The Association of Bankers, Bangladesh (ABB) and Bangladesh Foreign Exchange Dealers Association (BAFEDA), as per instruction from the central bank, fixed the maximum price of dollars for export earnings at Tk 99 while Tk 108 for remittance. 

Dollar market

According to BAFEDA, the National Bank bought dollars at Tk 112 on Thursday while City Bank at Tk 110, Islami Bank at Tk 109 and Pubali Bank at Tk 108. There are allegations that the importers still have to pay their liabilities buying dollars at higher prices.

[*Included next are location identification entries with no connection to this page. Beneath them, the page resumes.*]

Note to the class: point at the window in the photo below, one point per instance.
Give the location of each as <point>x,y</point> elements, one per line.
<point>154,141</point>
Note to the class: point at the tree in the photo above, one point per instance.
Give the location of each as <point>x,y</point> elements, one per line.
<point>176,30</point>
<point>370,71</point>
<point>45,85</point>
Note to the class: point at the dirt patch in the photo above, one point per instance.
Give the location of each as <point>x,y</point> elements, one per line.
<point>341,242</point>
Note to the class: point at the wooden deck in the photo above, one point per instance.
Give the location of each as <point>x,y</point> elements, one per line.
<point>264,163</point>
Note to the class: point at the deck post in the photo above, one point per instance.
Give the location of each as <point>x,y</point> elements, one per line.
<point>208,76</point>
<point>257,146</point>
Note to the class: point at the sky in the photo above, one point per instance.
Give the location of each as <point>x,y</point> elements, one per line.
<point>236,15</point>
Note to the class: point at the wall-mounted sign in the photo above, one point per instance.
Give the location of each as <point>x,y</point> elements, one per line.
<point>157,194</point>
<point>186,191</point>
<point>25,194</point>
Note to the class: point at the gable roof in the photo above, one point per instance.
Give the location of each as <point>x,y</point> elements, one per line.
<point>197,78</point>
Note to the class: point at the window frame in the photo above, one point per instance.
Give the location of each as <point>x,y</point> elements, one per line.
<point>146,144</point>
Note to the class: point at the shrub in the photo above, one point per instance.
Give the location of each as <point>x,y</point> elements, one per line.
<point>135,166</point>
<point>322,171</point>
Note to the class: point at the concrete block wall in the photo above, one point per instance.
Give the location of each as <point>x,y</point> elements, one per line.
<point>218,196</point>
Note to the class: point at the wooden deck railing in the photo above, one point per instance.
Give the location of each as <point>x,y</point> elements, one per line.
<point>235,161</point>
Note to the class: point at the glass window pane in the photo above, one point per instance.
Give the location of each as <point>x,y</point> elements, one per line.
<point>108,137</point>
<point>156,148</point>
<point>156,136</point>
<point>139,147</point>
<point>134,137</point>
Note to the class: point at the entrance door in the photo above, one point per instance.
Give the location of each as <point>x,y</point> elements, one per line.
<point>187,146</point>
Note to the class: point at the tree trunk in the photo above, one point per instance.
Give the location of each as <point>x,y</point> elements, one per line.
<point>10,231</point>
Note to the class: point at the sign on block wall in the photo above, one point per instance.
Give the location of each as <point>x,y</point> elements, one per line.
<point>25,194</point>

According to the prices fixed by the banks, state-owned Sonali Bank charged the importers Tk 106.8 for each greenback while Janata Bank charged Tk 106.5, Agrani Bank Tk 105, non-government Prime Bank Tk 101.92, Eastern Bank Tk 103, Dutch-Bangla Bank Tk 105, BRAC Bank Tk 104.8, and City Bank Tk 107.5.  

Dollar supply on decline 

The banks used to pay Tk 104 to Tk 105 per dollar for cashing in export earnings. The amount declined to a maximum of Tk 99 last Sunday. This is why the exporters are retaining their earnings for a better price in the coming days. 

The bank officials said the traders are holding on to export earnings in the hope of an appreciation in dollar price, which slowed down the supply of the greenback in the market and intensified the crisis. 

However, BKMEA Executive President Mohammad Hatem told Prothom Alo, "Some 5 per cent of traders have the capacity to continue business without cashing in dollars. But the remaining ones are in a dire strait as the banks are purchasing the export bills at Tk 99 per dollar.” 

“Besides, we have to buy each dollar at Tk 104 while paying the LC liabilities. The garment sector will collapse if the current trend continues,” he added, seeking immediate intervention by the central bank in this regard. 

On the other hand, a private sector bank used to receive an average of USD 10 million in expatriate income per day, but the income dropped to USD 1 million after fixing the maximum price of dollars. 

Exchange house officials said expatriates used to fetch higher prices and the rate declined now. Now, they are sending money through alternative means. 

However, some exchange houses are also hoarding dollars in the hope of a further rise in prices.